Minute de silence à la FPF (c) Daniel Cassou |
Mercredi était déjà pour nous une journée de deuil. Ce jour-là étaient célébrées les obsèques de la femme et de la belle-mère d’un collègue, décédées dans l’incendie du presbytère où ils résidaient.
A cette tristesse s’est ajoutée la sidération en apprenant l’attentat à Charlie Hebdo, drame national qui a plongé la France entière dans le choc et le recueillement. Les français se sont sentis attaqués à travers ce journal satirique, que pourtant beaucoup trouvaient parfois outrageant, souvent limite…
Mon prédécesseur me disait hier à la pause-café que la réaction des gens à cet attentat a été révélatrice de ce qu’est « l’esprit Français », et je suis d'accord avec lui :
Attaquer ainsi Charlie Hebdo, c’est attaquer cette capacité à la dérision qui fait partie de la culture française. Car oui, la dérision est chez la plupart des français une façon d’être, y compris pour ce qui est le plus important ou le plus intime : nos valeurs, notre foi, notre auto-compréhension. Nous pratiquons l’autodérision, aimons l’impertinence, apprécions les critiques (parfois) acides mais justes, même si elles révèlent une attitude irrévérencieuse.
Cette dérision n’a pas pour but de choquer mais de nous rappeler que ce que nous investissons symboliquement n’est pas le tout de notre identité et de nous amener à réfléchir sur ce qui nous paraissait évident. Je pense que cette autodérision trouve une de ses sources chez le philosophe Rousseau qui invitait les citoyens à se détacher de « l’amour-propre ». Quoi de mieux que l’autodérision pour relativiser notre dépendance au regard d’autrui ?
A la faculté de théologie protestante de Paris , une exposition se prépare sur la caricature en lien avec la théologie, "Traits d'Esprit" (elle aura lieu du 04 au 28 mars 2015), avec des œuvres d’artistes divers (PIEM, MIX et REMIX, MOLINA, PLANTU et beaucoup d'autres). Elle était prévue depuis longtemps, elle prend tout son sens aujourd'hui. Parce qu’un dessin humoristique réussi fait rire, et qu’un bon dessin humoristique fait réfléchir…
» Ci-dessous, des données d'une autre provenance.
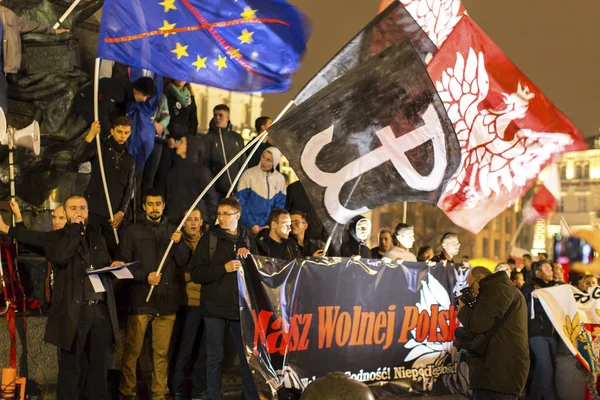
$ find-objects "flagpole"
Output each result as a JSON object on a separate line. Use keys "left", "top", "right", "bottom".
{"left": 506, "top": 216, "right": 527, "bottom": 260}
{"left": 93, "top": 58, "right": 120, "bottom": 245}
{"left": 53, "top": 0, "right": 82, "bottom": 29}
{"left": 146, "top": 132, "right": 266, "bottom": 302}
{"left": 402, "top": 202, "right": 407, "bottom": 224}
{"left": 225, "top": 100, "right": 294, "bottom": 198}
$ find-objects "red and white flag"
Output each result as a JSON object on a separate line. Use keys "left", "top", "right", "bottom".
{"left": 377, "top": 0, "right": 466, "bottom": 49}
{"left": 523, "top": 163, "right": 562, "bottom": 223}
{"left": 427, "top": 16, "right": 586, "bottom": 234}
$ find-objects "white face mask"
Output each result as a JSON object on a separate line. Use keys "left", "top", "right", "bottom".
{"left": 396, "top": 227, "right": 415, "bottom": 249}
{"left": 442, "top": 237, "right": 461, "bottom": 258}
{"left": 355, "top": 219, "right": 371, "bottom": 242}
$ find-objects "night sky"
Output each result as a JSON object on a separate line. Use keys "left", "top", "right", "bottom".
{"left": 262, "top": 0, "right": 599, "bottom": 139}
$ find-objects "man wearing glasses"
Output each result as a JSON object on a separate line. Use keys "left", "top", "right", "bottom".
{"left": 290, "top": 210, "right": 324, "bottom": 257}
{"left": 191, "top": 197, "right": 259, "bottom": 400}
{"left": 204, "top": 104, "right": 246, "bottom": 199}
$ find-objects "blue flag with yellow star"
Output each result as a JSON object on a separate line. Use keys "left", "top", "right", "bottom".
{"left": 98, "top": 0, "right": 310, "bottom": 93}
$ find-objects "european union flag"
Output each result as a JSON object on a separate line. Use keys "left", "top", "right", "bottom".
{"left": 98, "top": 0, "right": 311, "bottom": 93}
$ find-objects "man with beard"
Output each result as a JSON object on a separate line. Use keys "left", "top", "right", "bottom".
{"left": 117, "top": 189, "right": 191, "bottom": 400}
{"left": 37, "top": 195, "right": 123, "bottom": 400}
{"left": 74, "top": 118, "right": 135, "bottom": 257}
{"left": 385, "top": 223, "right": 417, "bottom": 262}
{"left": 340, "top": 216, "right": 372, "bottom": 258}
{"left": 252, "top": 208, "right": 300, "bottom": 260}
{"left": 191, "top": 197, "right": 259, "bottom": 400}
{"left": 290, "top": 210, "right": 323, "bottom": 257}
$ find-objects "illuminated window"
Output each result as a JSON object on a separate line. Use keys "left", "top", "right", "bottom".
{"left": 578, "top": 197, "right": 588, "bottom": 212}
{"left": 584, "top": 163, "right": 590, "bottom": 179}
{"left": 505, "top": 216, "right": 511, "bottom": 234}
{"left": 494, "top": 220, "right": 500, "bottom": 233}
{"left": 576, "top": 164, "right": 582, "bottom": 179}
{"left": 483, "top": 238, "right": 489, "bottom": 257}
{"left": 560, "top": 164, "right": 567, "bottom": 179}
{"left": 494, "top": 240, "right": 501, "bottom": 257}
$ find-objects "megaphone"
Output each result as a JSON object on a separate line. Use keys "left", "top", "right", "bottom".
{"left": 0, "top": 107, "right": 41, "bottom": 155}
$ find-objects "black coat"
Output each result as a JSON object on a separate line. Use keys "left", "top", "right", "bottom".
{"left": 43, "top": 224, "right": 120, "bottom": 350}
{"left": 522, "top": 277, "right": 562, "bottom": 338}
{"left": 204, "top": 119, "right": 246, "bottom": 196}
{"left": 285, "top": 181, "right": 325, "bottom": 241}
{"left": 116, "top": 218, "right": 191, "bottom": 315}
{"left": 164, "top": 89, "right": 198, "bottom": 140}
{"left": 74, "top": 137, "right": 135, "bottom": 218}
{"left": 458, "top": 272, "right": 529, "bottom": 395}
{"left": 252, "top": 229, "right": 300, "bottom": 261}
{"left": 76, "top": 77, "right": 133, "bottom": 140}
{"left": 292, "top": 234, "right": 321, "bottom": 258}
{"left": 190, "top": 227, "right": 251, "bottom": 320}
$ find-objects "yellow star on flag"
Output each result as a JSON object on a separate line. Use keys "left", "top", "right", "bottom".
{"left": 171, "top": 42, "right": 189, "bottom": 59}
{"left": 238, "top": 29, "right": 254, "bottom": 44}
{"left": 228, "top": 48, "right": 241, "bottom": 60}
{"left": 240, "top": 6, "right": 258, "bottom": 20}
{"left": 159, "top": 20, "right": 176, "bottom": 37}
{"left": 214, "top": 55, "right": 228, "bottom": 71}
{"left": 192, "top": 55, "right": 207, "bottom": 71}
{"left": 159, "top": 0, "right": 177, "bottom": 12}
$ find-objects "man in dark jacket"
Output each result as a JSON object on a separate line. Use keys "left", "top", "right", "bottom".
{"left": 458, "top": 267, "right": 529, "bottom": 400}
{"left": 191, "top": 197, "right": 259, "bottom": 400}
{"left": 252, "top": 208, "right": 300, "bottom": 260}
{"left": 285, "top": 180, "right": 324, "bottom": 241}
{"left": 521, "top": 261, "right": 562, "bottom": 400}
{"left": 340, "top": 216, "right": 372, "bottom": 258}
{"left": 246, "top": 116, "right": 273, "bottom": 169}
{"left": 204, "top": 104, "right": 246, "bottom": 198}
{"left": 117, "top": 188, "right": 190, "bottom": 400}
{"left": 430, "top": 232, "right": 467, "bottom": 302}
{"left": 290, "top": 210, "right": 323, "bottom": 257}
{"left": 74, "top": 118, "right": 135, "bottom": 257}
{"left": 75, "top": 76, "right": 156, "bottom": 140}
{"left": 44, "top": 195, "right": 123, "bottom": 400}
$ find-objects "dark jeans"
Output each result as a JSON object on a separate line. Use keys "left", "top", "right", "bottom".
{"left": 472, "top": 389, "right": 518, "bottom": 400}
{"left": 56, "top": 303, "right": 113, "bottom": 400}
{"left": 204, "top": 317, "right": 259, "bottom": 400}
{"left": 172, "top": 306, "right": 207, "bottom": 397}
{"left": 529, "top": 335, "right": 558, "bottom": 400}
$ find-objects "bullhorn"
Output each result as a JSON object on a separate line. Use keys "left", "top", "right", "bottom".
{"left": 0, "top": 108, "right": 41, "bottom": 156}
Dessin de Piem paru au lendemain de la tuerie |
Le visage que la France a présenté mercredi, unie et solidaire dans la détresse, avec ce réflexe des gens de se retrouver sur les places pour être ensemble, pour se serrer les coudes face au drame, même en silence, plutôt que de se ruer dans les discours de haine et de « bouc émissaires » comme on l’entend trop souvent face à la crise, m’a paradoxalement redonné confiance. On nous a fait croire ces derniers temps que la liberté était une « valeur molle », acquise ou récupérée par la communication publicitaire et le capitalisme de marché. Or nous nous sommes aperçus hier qu’on pouvait mourir pour le mot liberté, y compris ici, en France. Et je vois tant de gens autour de moi choisir de dépasser la peur...
De nombreuses Eglises-sœurs et organisations ecclésiales ont publié des communiqués ou nous ont manifesté leur soutien et leur affection. Leur sollicitude m’a touchée et me rappelle à quel point la foi me permet de vivre cette fraternité au-delà des différences culturelles, au-delà même de certaines incompréhensions concernant nos façons de vivre. Bref, tout le contraire de la haine de l’autre manifestée par les extrémistes, de quel bord qu'ils soient.